The big question in Rainy Keating's mind was, Why was she doing this? Why was she letting this man offer her a bribe, and then give her the two-dollar tour of his house, for God's sake, like some rich uncle from Waukegan? Not to mention his hands, because every time she went through a door, or turned to look at a painting, he was helpfully touching her. She didn't even like him. He was shorter than she, though Rainy was not a tall woman. He was by no means a nice man or a kind one. Not to mention the fact that at the moment her big interest was seeing just where this thing with Tib Sonderman was going to go.

Still, the tour was interesting—no, fascinating!
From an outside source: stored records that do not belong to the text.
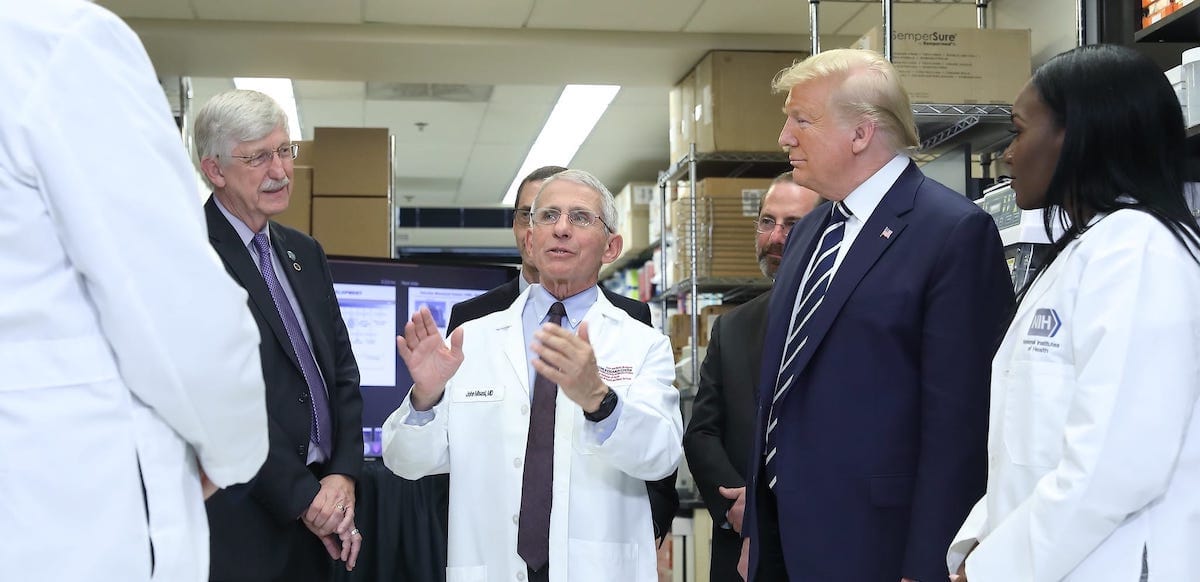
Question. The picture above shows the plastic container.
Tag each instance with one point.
(1192, 84)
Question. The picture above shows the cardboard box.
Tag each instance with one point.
(358, 227)
(351, 161)
(299, 213)
(948, 65)
(737, 109)
(634, 208)
(304, 157)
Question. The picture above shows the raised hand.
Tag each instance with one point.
(569, 361)
(430, 361)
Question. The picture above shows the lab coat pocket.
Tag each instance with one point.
(467, 574)
(1036, 406)
(601, 561)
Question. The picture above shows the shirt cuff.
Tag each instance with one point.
(419, 418)
(604, 429)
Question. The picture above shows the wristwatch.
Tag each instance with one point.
(606, 407)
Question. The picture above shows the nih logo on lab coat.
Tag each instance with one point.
(1045, 323)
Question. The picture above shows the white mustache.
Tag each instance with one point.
(270, 185)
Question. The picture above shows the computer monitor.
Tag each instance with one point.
(377, 298)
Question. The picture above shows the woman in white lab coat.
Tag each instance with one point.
(1093, 445)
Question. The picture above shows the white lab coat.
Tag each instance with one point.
(600, 525)
(1093, 445)
(125, 348)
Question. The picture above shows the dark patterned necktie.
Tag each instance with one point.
(537, 483)
(810, 297)
(321, 432)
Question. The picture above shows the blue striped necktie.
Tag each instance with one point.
(809, 299)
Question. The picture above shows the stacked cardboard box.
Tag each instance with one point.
(634, 208)
(949, 65)
(351, 179)
(724, 228)
(726, 103)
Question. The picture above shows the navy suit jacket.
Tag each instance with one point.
(882, 437)
(252, 525)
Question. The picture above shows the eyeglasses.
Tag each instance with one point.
(766, 225)
(286, 154)
(582, 219)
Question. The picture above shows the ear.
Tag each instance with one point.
(211, 171)
(612, 250)
(864, 131)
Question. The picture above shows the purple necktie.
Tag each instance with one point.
(537, 483)
(322, 426)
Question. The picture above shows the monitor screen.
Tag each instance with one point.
(377, 298)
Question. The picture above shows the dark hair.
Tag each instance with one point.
(1123, 136)
(537, 175)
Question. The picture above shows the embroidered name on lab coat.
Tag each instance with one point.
(479, 394)
(616, 373)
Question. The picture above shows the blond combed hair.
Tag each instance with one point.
(868, 88)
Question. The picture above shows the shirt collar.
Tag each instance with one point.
(863, 199)
(243, 231)
(576, 305)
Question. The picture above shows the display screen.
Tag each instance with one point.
(377, 298)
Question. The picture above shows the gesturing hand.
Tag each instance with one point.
(430, 361)
(568, 360)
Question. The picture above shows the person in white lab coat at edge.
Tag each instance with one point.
(1093, 445)
(129, 360)
(612, 423)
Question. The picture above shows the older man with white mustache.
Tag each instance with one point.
(298, 514)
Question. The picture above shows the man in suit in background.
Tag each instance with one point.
(718, 437)
(664, 497)
(870, 442)
(299, 510)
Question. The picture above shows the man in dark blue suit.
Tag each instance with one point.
(871, 426)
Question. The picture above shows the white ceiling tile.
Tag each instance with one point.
(515, 125)
(445, 123)
(495, 13)
(329, 89)
(612, 15)
(490, 171)
(281, 11)
(149, 9)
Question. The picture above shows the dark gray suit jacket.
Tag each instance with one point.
(719, 435)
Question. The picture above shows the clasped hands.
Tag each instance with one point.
(330, 517)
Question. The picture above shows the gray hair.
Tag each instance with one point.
(868, 88)
(234, 117)
(607, 204)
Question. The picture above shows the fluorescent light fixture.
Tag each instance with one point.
(279, 90)
(570, 123)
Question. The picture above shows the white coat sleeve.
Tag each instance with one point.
(1137, 379)
(413, 451)
(107, 156)
(647, 443)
She had never been in a home like this. The paintings were on every wall, and they were every style and school she had ever heard of. The silver service on the dining room sideboard was lustrous sterling. The pool table in the game room, the one-armed bandits that stood along the wall, each with a fire-bucket of quarters next to it; the stereo speakers in every room, the deep-pile rugs, the sculpted plaster ceilings—it was what she had imagined Hugh Hefner's pad to be like. Or Louis the Fourteenth's. Danny saved the best for the last, of course, and of course that was his bedroom. It did not have its own bathroom. It had its own bath suite, three connecting rooms: one with toilet and washstand, one with a vast shower and a marble tub, one with a ten-foot Jacuzzi. The bedroom itself was almost bare—he demonstrated the concealed closets and dressing tables in the walls—with the bed, circular, to be sure, on a pedestal in the middle of the room. She resolutely stayed in the doorway. "How come no mirrors on the ceiling?" she asked.